After a miserable year at UCLA (grad school 1964-1965), I was set to go to Australia to get an advanced degree, but the draft board wouldn't let me out of the country. So I found a job teaching (making possible a deferment), working under Norm Gunderson, the Dean of Engineering at San Jose State. He offered me a chance to co-teach "Cybernation and Man," a course in Engineering that dealt with the impact of technology on society (and vise versa, I suppose). In the spring semester of my first year of teaching that course, Bucky came for two months as our visiting professor, and I wound up spending many hours like so many others, listening to Bucky weave a story which has influenced my own mission ever since.
Around 1970 I wrote an article for DomeBook One which opened the door to designing and managing the dome project at UC Davis. Over the years I bumped into Bucky many times; I just seemed to find myself in the same place he was -- Yale University, Athens (Doxiadus' Ekistics conference in 1969), Vancouver (Habitat: the UN Conference on Human Settlements, in 1976), San Francisco (see below), and even here in Santa Cruz. So the design principles for spaceship earth sank in pretty deep.
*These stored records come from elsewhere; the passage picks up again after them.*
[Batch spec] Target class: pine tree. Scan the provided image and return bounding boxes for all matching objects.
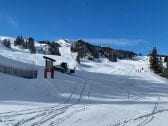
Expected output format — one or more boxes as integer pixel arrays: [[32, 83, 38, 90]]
[[28, 37, 36, 53], [150, 47, 163, 73], [14, 35, 24, 47], [2, 39, 11, 48]]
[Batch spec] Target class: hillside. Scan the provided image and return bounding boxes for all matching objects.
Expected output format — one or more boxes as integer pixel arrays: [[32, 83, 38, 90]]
[[0, 36, 168, 126]]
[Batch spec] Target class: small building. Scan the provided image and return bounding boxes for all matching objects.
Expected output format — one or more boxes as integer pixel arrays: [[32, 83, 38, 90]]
[[43, 56, 56, 79]]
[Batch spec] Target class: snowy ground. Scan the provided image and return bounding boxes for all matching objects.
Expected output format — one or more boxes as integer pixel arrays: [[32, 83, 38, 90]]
[[0, 42, 168, 126]]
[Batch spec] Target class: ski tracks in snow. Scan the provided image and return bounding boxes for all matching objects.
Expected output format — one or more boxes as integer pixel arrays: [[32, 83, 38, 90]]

The last time I spoke to him (shouted at him, that is -- he was pretty deaf) was at a huge Hunger Project hoopla event at the Cow Palace in San Francisco. He was not on the program but was introduced to the audience -- "We have a special visitor in the audience tonight..." -- that kinda thing. My friend John Nolan happened to be with me and he had never met Bucky, even though he had built several good-sized geodesic domes and had worked closely with me on the Davis project. So after the event was over, we sought out Bucky, walking from the balcony downstairs and all the way through the dense crowd.
A few months earlier I had heard him talking about a new invention (I forget just what -- something to do with hydraulic structures) and after introducing him to John, I asked him to tell me about that invention. I was startled when he said, "none of your business" (not in so many words, but that was the essence.) He went on to say that, when it was ready, I would hear about it. [Something along those lines, you know.]
Having seen him so often on stage, I had succumbed to a bit of hero worship. Upon reflecting on that encounter, it was reassuring to know that he was actually human and not just a nice guy or some kind of mythical being. Of course in the years since, I have come to appreciate that Bucky was an enigmatic character who had successfully upset many people. That I now realize is an important part of the journey for those who are steppin' out. Like my friend Beatriz says, there are three kinds of people in the world: Those who make it happen, those who watch it happen, and those who wonder what happened. Bucky was a master at the first of these, and he propelled more than one person into the third realm!